Partial reinforcement is a schedule in which the desired target behavior is rewarded only some of the time.
A partial or “intermittent” schedule tends to be more resistant to extinction than a continuous reinforcement schedule.
For example, if a child expects a gift every time they get an A on their homework, they may lose excitement for gifts because the stimulus response becomes an expectation rather than a treat.
But if they get the gift only sometimes they get an A, the excitement will exist every time, meaning the stimulus response (excitement) is maintained.
Partial Reinforcement Definition
Partial reinforcement is part of B. F. Skinner’s (1965) principles of operant conditioning and is used to shape or modify behavior. It refers to an intermittent reinforcement following a desired behavior (as opposed to regular reinforcement).
The partial reinforcement schedule is often used after a behavior has already been acquired in order to maintain the stimulus response (such as with the gift example above). Partial reinforcement strengthens the desired behavior and makes it less susceptible to extinction.
Skinner’s operant conditioning principles were based on Edward Thorndike’s Law of Effect (1898; 1905). Gray (2007) provides an excellent definition of the Law of Effect:
“Responses that produce a satisfying effect in a particular situation become more likely to occur again in that situation, and responses that produce a discomforting effect become less likely to occur again in that situation” (p. 106).
Partial Reinforcement Examples
- Sometimes Giving Gold Stars for Correct Behavior: A teacher wants to reward their students for good behavior, but doesn’t want them to expect a reward for acting the way they should. So, gold stars are given on a partial schedule.
- Sales Commissions: A company gives a commission at the end of each month or quarter based on the salesperson’s volume of sales for that period of time.
- Pop Quizzes: When a teacher gives random pop-quizzes they are rewarding students for studying on a partial schedule because the students sometimes study, and sometimes don’t.
- Attracting Online Clicks: Each member of the marketing team is given a small bonus for every 10,000 clicks on the company’s banner ad.
- Free Coffee: A coffee shop gives each customer a card to track their purchases. After 10 coffees, they get one free.
- Bi-weekly Paycheck: A lot of fast-food workers get paid every two weeks. So, their behavior is not rewarded continuously, but only after a certain period of time has elapsed.
- Checking for “Likes” on FB: Sometimes checking one’s FB post for “likes” is rewarded, but sometimes it’s not.
- Checking Conditioning of Athletes: A coach has the players come in during the 4-month off-season at random times to check their conditioning.
- Rewarding Homework: Some parents reward their children for doing homework at random times during the week to keep them on their toes and reduce the likelihood of desensitization of respondent conditioning.

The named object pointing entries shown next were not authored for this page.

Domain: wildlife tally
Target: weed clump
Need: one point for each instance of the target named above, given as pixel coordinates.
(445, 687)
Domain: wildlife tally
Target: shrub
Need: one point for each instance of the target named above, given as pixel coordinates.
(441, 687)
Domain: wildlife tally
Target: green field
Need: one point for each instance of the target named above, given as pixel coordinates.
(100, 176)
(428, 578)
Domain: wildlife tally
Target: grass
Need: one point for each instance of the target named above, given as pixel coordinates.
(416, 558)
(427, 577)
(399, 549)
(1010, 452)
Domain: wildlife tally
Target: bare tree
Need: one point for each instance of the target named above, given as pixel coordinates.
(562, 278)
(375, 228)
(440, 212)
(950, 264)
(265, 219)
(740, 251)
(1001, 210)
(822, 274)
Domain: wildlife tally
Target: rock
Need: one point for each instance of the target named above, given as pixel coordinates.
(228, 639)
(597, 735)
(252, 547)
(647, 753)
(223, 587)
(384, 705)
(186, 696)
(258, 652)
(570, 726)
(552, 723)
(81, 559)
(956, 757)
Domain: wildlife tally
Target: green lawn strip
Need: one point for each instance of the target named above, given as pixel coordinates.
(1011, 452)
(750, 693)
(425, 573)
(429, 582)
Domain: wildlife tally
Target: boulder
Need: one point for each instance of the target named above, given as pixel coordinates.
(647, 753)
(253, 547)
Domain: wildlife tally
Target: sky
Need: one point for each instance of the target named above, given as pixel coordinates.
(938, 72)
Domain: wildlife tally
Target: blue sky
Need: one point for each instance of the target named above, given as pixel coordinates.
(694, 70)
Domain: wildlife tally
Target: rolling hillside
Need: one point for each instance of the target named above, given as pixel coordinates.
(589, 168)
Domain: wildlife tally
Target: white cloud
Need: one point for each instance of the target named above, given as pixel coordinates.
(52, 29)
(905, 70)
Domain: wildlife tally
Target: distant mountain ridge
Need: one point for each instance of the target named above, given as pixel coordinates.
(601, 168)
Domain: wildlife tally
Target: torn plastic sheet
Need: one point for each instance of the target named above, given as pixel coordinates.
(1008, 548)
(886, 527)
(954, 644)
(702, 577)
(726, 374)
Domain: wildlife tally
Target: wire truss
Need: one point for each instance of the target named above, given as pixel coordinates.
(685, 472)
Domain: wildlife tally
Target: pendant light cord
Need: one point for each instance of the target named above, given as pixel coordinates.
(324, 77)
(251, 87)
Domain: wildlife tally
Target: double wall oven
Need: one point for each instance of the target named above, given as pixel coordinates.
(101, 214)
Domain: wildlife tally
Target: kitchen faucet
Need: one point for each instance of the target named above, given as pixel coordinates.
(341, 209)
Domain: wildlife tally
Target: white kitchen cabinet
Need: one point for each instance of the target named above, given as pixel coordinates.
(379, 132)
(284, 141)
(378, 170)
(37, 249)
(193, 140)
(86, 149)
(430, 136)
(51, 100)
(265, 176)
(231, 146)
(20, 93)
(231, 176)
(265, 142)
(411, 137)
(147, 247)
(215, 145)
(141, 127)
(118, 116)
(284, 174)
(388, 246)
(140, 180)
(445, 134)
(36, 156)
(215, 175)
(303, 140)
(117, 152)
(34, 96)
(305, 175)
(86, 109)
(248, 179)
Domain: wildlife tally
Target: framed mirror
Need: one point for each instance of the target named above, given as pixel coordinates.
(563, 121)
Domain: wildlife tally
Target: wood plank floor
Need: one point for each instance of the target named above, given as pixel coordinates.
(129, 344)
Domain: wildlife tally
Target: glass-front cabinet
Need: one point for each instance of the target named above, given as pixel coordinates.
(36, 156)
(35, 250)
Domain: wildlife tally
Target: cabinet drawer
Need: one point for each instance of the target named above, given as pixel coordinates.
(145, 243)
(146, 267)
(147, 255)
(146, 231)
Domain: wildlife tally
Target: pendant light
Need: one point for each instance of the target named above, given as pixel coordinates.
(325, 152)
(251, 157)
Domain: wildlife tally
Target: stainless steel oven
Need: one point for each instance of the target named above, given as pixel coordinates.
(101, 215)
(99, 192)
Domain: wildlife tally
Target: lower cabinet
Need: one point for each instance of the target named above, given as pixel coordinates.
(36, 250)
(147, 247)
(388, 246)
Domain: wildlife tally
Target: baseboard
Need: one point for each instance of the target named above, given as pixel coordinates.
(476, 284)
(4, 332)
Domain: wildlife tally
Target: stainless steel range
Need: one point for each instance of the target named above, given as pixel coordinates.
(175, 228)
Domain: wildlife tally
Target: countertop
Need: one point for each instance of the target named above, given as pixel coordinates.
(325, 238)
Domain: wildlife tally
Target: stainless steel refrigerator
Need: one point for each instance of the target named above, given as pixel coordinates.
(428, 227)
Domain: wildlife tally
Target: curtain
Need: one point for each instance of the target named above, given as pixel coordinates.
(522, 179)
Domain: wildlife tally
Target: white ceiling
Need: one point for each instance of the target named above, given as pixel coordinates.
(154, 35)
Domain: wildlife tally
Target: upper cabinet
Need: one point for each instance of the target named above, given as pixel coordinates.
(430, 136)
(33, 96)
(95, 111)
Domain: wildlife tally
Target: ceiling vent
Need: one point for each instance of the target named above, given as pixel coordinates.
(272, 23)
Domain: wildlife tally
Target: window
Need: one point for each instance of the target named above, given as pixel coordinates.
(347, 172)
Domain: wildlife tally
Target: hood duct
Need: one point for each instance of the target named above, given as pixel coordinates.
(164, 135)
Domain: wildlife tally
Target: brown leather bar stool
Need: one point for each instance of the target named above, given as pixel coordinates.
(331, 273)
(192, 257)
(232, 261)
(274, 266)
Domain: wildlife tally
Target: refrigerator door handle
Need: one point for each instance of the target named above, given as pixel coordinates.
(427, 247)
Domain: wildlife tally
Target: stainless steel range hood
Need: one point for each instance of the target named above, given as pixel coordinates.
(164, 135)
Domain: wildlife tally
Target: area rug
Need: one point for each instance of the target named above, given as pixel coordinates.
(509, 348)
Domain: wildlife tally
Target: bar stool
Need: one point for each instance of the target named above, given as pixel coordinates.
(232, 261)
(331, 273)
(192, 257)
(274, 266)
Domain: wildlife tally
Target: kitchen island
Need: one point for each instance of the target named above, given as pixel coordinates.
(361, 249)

- Asking Questions in Class: A professor has a habit of directing questions to randomly selected students during class. This means that sometimes they are rewarded for being prepared, and, sometimes not.
- Selling Girl Scout Cookies: Sometimes several houses in a row will purchase a box or two of cookies, and sometimes it seems like a whole block is not interested.
Types of Partial Reinforcement
1. Fixed-ratio (FR) reinforcement
For example, with a fixed ratio of 4, every 4th time the behavior occurs, a reward will be provided. This happens commonly at coffee shops, where loyal customers get their 10th coffee for free.
As shown in the above example, fixed-ratio reinforcements reward consistency, reliability, and loyalty.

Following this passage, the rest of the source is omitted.